Dear Australia: An intimate relationship is a blend between two people. There’s what you want and need, and there’s what she wants and needs—and both are very important. If either of you feel that your needs are not being honored, there’s going to be trouble. And that’s exactly what you’ve described is happening between you and your wife.

You are getting what you have permitted. You have been allowing a consistent violation of the budget over time, so it should come as no great surprise that your wife now assumes that violating the budget every month is OK. In this way, you have not stood up for what is important to you, and you have allowed what’s unacceptable to somehow be viewed as OK. So you are getting from your wife what you have, over time, permitted.

Everyone gets what they permit in a relationship, by the way. You are trying to be generous and accommodating, so you don’t say anything about the manicures and beauty parlor appointments, hoping that such appointments will cheer her up and help her to feel better. But before long, she has come to take such generosity and accommodation for granted, and you are now caught in the impending financial disaster that you have allowed and silently agreed to. And as a bonus, you now get to be the “bad guy” for taking away what she has come to assume she is entitled to.

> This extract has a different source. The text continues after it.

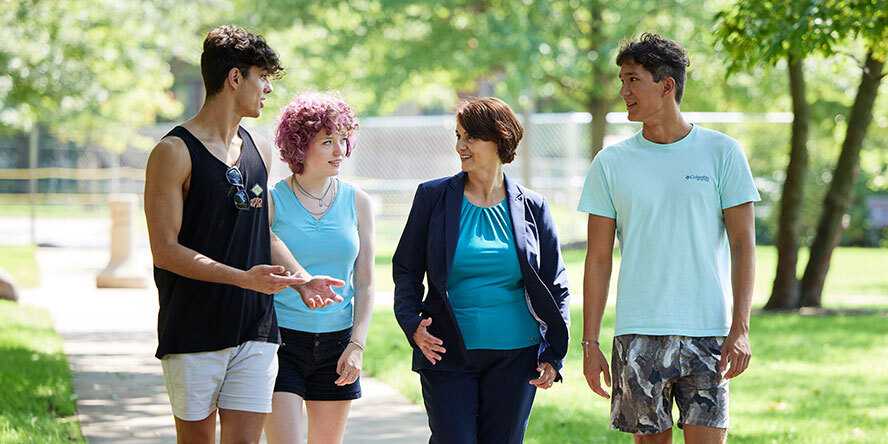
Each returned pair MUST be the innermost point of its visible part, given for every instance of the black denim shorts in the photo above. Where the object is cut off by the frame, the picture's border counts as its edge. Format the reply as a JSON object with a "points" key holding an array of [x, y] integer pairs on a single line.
{"points": [[307, 365]]}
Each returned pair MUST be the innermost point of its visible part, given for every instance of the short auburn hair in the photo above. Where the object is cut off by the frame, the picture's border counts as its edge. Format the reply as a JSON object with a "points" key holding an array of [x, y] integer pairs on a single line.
{"points": [[228, 47], [307, 115], [491, 119]]}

The other dynamic that you’re describing is that, although you’ve been indulging your wife with a fair amount of creature comforts, she isn’t respectful toward you, and is demanding more and more from you. So she’s become demanding, and you are growing increasingly resentful toward her.

The two of you need to negotiate a fair relationship, where both of you feel your needs and wishes are taken into consideration and honored, and where sacrifices are shared more or less equally. So I would recommend you lay it all out on the table. Here’s our income, here’s what we’re spending. Here’s how much debt we’re incurring. Here’s what will happen when we can no longer meet our payments. These are our essential bills, and everything else is discretionary. So how are we going to make all of this work, and not allow our ship to sink?

You must stand up for yourself, your values and what matters to you in this conversation—and don’t agree to anything that will sink the ship, period. There also needs to be clear accountability for how much each of you get to spend on non-necessities, and what happens if one person goes over the budget. You must insist that the two of you have to tighten your belts and do without certain things you want.

You can also reassure her that all of this belt tightening is temporary, and will change when she lands a job and adds more money to the pot. But you cannot continue to be generous, giving and tolerant at the expense of yourself, your credit and what you feel is important, because before long your resentment will overpower the love that you feel for her—and then your relationship will really be in rough shape.